Angry at work? It’s affecting all your decisions…
“A study conducted by Jennifer S. Lerner with Julie H. Goldberg of the University of Illinois and Philip E. Tetlock of UC Berkeley documented the psychological effects of residual anger. The study found that people who saw an anger-inducing video of a boy being bullied were then more punitive toward defendants in a series of unrelated fictional tort cases involving negligence and injury than were people who had seen a neutral video—unless they were told that they’d be held accountable and would be asked to explain their decisions to an expert whose views they didn’t know. After watching the bullying video, the subjects in this accountable group were every bit as angry as the others, yet they judged the defendants’ behavior less harshly.”
Jennifer S. Lerner and Katherine Shonk, Harvard Business Review (September 2010)
Happens to all of us, doesn’t it? On the way to work, the usual imbeciles on the road cut in front of you, nearly causing an accident. More imbeciles have piled into the junction ahead from all directions and caused a major snarl-up. The police are nowhere to be seen. You are now very late for work.
After you finally get there and cross the car-park, someone hurtles past carelessly and splashes muddy water all over your new suit.
What happens next? What will you do with all that residual anger that has built up inside you? Studies suggest you will take it out on the people you meet next. Your decision-making is very likely to be tainted for the ensuing hours – because you are (rightfully) angry with the world. The next few people you meet will not have done anything to make you angry, but you are quite likely to relate their behaviour to the thing that made you angry that morning. Someone not displaying courtesy in a meeting, for example, may remind you of the boorish drivers you encountered earlier – with predictable consequences.

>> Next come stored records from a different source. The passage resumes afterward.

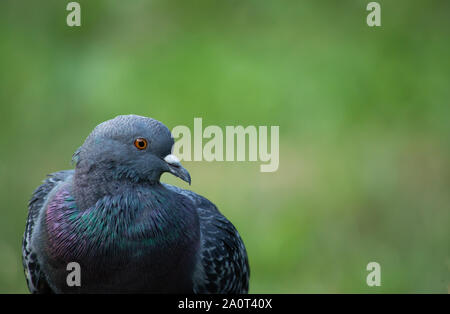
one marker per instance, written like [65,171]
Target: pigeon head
[129,147]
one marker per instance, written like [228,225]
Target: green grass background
[363,113]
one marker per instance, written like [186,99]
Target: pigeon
[127,231]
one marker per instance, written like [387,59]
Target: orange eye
[140,143]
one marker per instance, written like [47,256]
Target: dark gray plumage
[128,231]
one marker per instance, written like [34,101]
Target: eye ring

The Berkeley study referred to in the excerpt from HBR reveals that if anger is induced in people, their decisions in entirely unrelated matters will be affected – they will be harsher and more punitive, rather than fair and objective. This is commonly experienced. You do not want to have a performance review with a boss who’s come in angry from home that day – you are likely to be on the receiving end of punishments the boss would like to dole out to others, but can’t.
What are the lessons for the workplace? We can’t really stop people from getting angry in the first place – anger is a natural reaction to external stimuli. What we should do, however, is become very aware of the effects of anger on ourselves and our thought processes. Never make decisions, write e-mails, review others when you are seething inside. It is far, far better to postpone those matters until you have calmed down.
We can also mitigate against the effects of residual anger by making people accountable for their actions, as Ms Lerner and Ms Shonk suggest. People force themselves to recover objectivity and focus on the facts rather than on unrelated emotion when they know their decisions will be evaluated by cool, calm, independent experts. So in any process where the quality of decisions really matters, embed decision-evaluation into your project-management process.
The Hollywood depiction of leaders as visceral, angry people who get mad to get things done is a dangerous one to follow. Anger is natural and cannot be legislated against. But we should all be very aware that our decisions are affected deeply by unrelated anger. There is a personal and organizational responsibility to manage anger in the workplace. The first step is to recognize its ill-effects, rather than see it as heroic and necessary.